Directory Anvil scans for route files. Must match the layout expected by the manifest loader.
-g, --gen-dir <dir>
string
default:".gen"
Output directory for generated source files. Anvil writes routes.ts and an intermediate server.ts entry point here before bundling.
-o, --out <file>
string
default:"dist/server.mjs"
Path for the final output bundle. The .mjs extension signals that the file is an ES module.
--manifest-only
boolean
Stop after emitting .gen/routes.ts. Skip generating server.ts and skip the bundling step entirely. Useful for CI validation and type-checking without producing a full build artifact.

What the build produces

1

Scan routes and emit the manifest

Anvil walks your routes directory, validates each module’s param names and schemas, and writes a fully-typed routes.ts to the generated sources directory.
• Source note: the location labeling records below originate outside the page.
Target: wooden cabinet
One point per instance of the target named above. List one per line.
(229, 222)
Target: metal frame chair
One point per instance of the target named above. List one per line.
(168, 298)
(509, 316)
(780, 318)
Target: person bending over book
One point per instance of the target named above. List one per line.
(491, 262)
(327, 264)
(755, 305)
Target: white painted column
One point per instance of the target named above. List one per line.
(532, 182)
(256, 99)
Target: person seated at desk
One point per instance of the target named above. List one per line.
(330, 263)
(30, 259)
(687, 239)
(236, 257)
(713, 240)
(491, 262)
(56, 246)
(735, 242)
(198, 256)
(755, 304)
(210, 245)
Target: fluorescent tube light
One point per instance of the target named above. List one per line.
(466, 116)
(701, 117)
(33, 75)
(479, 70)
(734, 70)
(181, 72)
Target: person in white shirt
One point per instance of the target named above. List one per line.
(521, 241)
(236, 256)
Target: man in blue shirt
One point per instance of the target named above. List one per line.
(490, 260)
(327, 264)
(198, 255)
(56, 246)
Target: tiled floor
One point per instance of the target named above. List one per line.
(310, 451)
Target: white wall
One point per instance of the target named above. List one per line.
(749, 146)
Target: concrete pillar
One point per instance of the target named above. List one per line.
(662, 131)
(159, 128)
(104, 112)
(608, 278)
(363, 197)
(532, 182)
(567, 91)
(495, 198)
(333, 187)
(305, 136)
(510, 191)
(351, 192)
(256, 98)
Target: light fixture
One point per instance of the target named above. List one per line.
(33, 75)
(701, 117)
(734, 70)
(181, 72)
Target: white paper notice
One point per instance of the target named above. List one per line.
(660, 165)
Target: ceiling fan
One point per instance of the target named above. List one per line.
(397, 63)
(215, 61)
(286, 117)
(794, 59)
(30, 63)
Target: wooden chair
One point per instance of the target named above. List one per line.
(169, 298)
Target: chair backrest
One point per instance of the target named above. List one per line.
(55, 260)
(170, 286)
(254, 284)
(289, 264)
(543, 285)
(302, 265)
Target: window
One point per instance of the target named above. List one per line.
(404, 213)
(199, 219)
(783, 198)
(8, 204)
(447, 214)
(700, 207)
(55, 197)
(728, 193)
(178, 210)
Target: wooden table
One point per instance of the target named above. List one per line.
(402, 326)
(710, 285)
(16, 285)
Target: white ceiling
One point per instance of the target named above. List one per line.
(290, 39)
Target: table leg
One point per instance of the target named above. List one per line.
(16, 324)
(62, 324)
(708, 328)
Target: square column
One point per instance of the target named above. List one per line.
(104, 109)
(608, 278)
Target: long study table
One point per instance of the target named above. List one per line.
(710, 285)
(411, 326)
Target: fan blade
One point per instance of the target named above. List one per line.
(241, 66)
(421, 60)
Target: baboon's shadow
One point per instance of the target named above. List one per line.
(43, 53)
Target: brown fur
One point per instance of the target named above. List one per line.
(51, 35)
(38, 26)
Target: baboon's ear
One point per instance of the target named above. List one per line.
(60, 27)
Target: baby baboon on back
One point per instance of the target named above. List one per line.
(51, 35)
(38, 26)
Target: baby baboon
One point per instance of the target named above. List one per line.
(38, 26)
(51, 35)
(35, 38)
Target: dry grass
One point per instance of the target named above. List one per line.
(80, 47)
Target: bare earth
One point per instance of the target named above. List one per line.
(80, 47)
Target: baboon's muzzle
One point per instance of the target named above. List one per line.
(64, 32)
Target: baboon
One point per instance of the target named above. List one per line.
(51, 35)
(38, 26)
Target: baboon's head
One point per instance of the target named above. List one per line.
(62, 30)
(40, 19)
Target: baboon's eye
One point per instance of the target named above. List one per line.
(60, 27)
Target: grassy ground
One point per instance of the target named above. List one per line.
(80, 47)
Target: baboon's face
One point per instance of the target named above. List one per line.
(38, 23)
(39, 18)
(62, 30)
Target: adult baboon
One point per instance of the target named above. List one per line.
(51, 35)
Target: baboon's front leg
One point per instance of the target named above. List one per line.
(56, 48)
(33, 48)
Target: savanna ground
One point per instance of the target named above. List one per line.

The console prints how many routes were discovered:
[anvil] manifest: 6 route(s) → .gen/routes.ts
2

Generate the server entry point

Anvil writes a minimal .gen/server.ts that imports your manifest, calls createApp, and starts the HTTP server. This file is the bundle entry point — you don’t need to write or maintain it yourself:
// Generated by `anvil build`. Do not edit.
import { createApp, serve } from 'anvil-sdk';
import { manifest } from './routes.ts';

process.env.NODE_ENV ??= 'production';
const app = createApp(manifest);
const server = await serve(app, { port: Number(process.env.PORT) || 3000 });
console.log(`[anvil] listening on http://localhost:${server.port}`);
3

Bundle the server

Anvil compiles and bundles server.ts targeting Node.js 20, ESM format, with source maps and all node_modules marked as external. The result lands at dist/server.mjs:
[anvil] bundle → dist/server.mjs

Example: default build

anvil build
[anvil] manifest: 4 route(s) → .gen/routes.ts
[anvil] bundle → dist/server.mjs

Example: custom paths

anvil build --routes src/api --gen-dir .generated --out build/app.mjs

Example: manifest-only (CI validation)

Use --manifest-only to validate route structure and schema serializability in a CI pipeline without spending time on the full bundle:
anvil build --manifest-only
[anvil] manifest: 4 route(s) → .gen/routes.ts
--manifest-only is ideal for a lightweight CI validation step. Run it alongside anvil lint to catch both structural errors and schema issues before deploying MCP tools.
The .gen/ directory contains generated files. Add it to .gitignore and treat its contents as build artifacts — never edit them by hand.